Acute inhalation toxicity

An acute inhalation toxicity study with 2-(2-ethoxyethoxy)ethyl acetate was performed in rats and guinea pigs (Smyth, 1939). Animals were exposed for 8 h to saturated vapour of the test material at room temperature. No mortality occurred and the observed tissues from two rats were normal. One guinea pig showed minor reversible changes in the kidney and another guinea pig showed slight evidence of lung irritation (no further information). Thus, the LD0 value for rats and guinea pigs was ca. 1 mg/L air.

Acute dermal toxicity

The acute dermal toxicity of 2-(2-ethoxyethoxy)ethyl acetate was evaluated by a single dermal application to guinea pigs (Smyth, 1940). Groups of 4 to 12 animals were treated with 5, 10, 15, 20 and 30 mL/kg of the undiluted test substance. The resulting LD50 value was greater than 30000 mg/kg bw.

In addition, a study report was cited in the SIDS Initial Assessment Report For SIAM 21 (OECD SIDS). 2-(1-methylethoxy)ethyl acetate was tested in rabbits and a LD50 value of 15000 mg/kg bw was evaluated.

Thus, the results of the two studies showed no effects at or exceeding the limit dose of 2000 mg/kg bw. Therefore, the dermal LD50 is considered to be greater than 2000 mg/kg bw.

Conclusion for acute toxicity

In summary, studies from 2-(2-ethoxyethoxy)ethyl acetate (CAS 112-15-2) investigating the acute oral toxicity in rats and guinea pigs resulted in oral LD50 values of 11000 and 3930 mg/kg bw, respectively, and thus greater than the limit dose value of 2000 mg/kg bw.

For acute inhalation toxicity, a study with 2-(2-ethoxyethoxy)ethyl acetate (CAS 112-15-2) in rats and guinea pigs are available.
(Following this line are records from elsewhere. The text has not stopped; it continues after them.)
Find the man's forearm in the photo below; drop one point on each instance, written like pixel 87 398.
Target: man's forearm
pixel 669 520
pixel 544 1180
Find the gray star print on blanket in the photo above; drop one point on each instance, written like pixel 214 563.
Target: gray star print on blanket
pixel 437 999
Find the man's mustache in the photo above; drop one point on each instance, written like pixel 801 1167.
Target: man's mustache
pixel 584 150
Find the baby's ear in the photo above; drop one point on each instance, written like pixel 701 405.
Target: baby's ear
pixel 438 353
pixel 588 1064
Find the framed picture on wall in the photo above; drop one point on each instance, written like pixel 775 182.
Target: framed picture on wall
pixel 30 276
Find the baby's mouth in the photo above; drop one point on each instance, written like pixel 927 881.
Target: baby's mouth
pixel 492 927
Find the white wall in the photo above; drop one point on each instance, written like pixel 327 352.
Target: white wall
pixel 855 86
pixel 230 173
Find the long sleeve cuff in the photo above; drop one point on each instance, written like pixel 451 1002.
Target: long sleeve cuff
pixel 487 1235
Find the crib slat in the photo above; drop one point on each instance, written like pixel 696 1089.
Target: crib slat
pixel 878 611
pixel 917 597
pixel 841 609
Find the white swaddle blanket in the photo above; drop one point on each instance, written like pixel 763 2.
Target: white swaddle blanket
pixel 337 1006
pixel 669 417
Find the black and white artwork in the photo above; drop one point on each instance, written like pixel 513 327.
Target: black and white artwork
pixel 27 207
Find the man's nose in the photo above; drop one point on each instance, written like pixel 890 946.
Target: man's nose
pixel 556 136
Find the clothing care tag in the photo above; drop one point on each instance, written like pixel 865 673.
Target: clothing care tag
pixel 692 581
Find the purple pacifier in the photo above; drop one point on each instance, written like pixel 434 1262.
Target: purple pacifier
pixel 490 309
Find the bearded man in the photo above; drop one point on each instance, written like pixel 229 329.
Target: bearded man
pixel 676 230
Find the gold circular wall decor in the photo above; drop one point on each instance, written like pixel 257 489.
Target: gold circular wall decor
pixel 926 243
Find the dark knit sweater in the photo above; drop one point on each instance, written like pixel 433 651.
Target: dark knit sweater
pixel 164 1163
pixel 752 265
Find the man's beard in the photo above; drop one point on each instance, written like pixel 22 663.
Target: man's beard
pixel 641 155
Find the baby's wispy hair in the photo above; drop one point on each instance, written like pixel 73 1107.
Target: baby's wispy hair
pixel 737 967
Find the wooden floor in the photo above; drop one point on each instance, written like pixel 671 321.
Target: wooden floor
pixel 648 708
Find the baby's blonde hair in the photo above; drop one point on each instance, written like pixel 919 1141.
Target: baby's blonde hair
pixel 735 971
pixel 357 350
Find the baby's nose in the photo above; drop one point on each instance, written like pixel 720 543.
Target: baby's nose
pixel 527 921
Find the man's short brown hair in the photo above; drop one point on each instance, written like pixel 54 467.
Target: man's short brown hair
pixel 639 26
From these studies, a LC0 value of ca. 1 mg/L (saturated vapour concentration) was obtained.

Acute dermal toxicity studies conducted with 2-(2-ethoxyethoxy)ethyl acetate (CAS 112-15-2) showed no effects at or exceeding the limit dose of 2000 mg/kg bw, resulting in an dermal LD50 values of 15000-30000 mg/kg bw..

Thus, the available data indicate a very low level of acute toxicity and thus no hazard for acute oral, inhalative and dermal toxicity was identified.

Justification for classification or non-classification

The available data on acute, dermal and inhalation toxicity of 2-(2-ethoxyethoxy)ethyl acetate (CAS 112-15-2) do not meet the criteria for classification according to Regulation (EC) 1272/2008 or Directive 67/548/EEC, and the data are therefore conclusive but not sufficient for classification.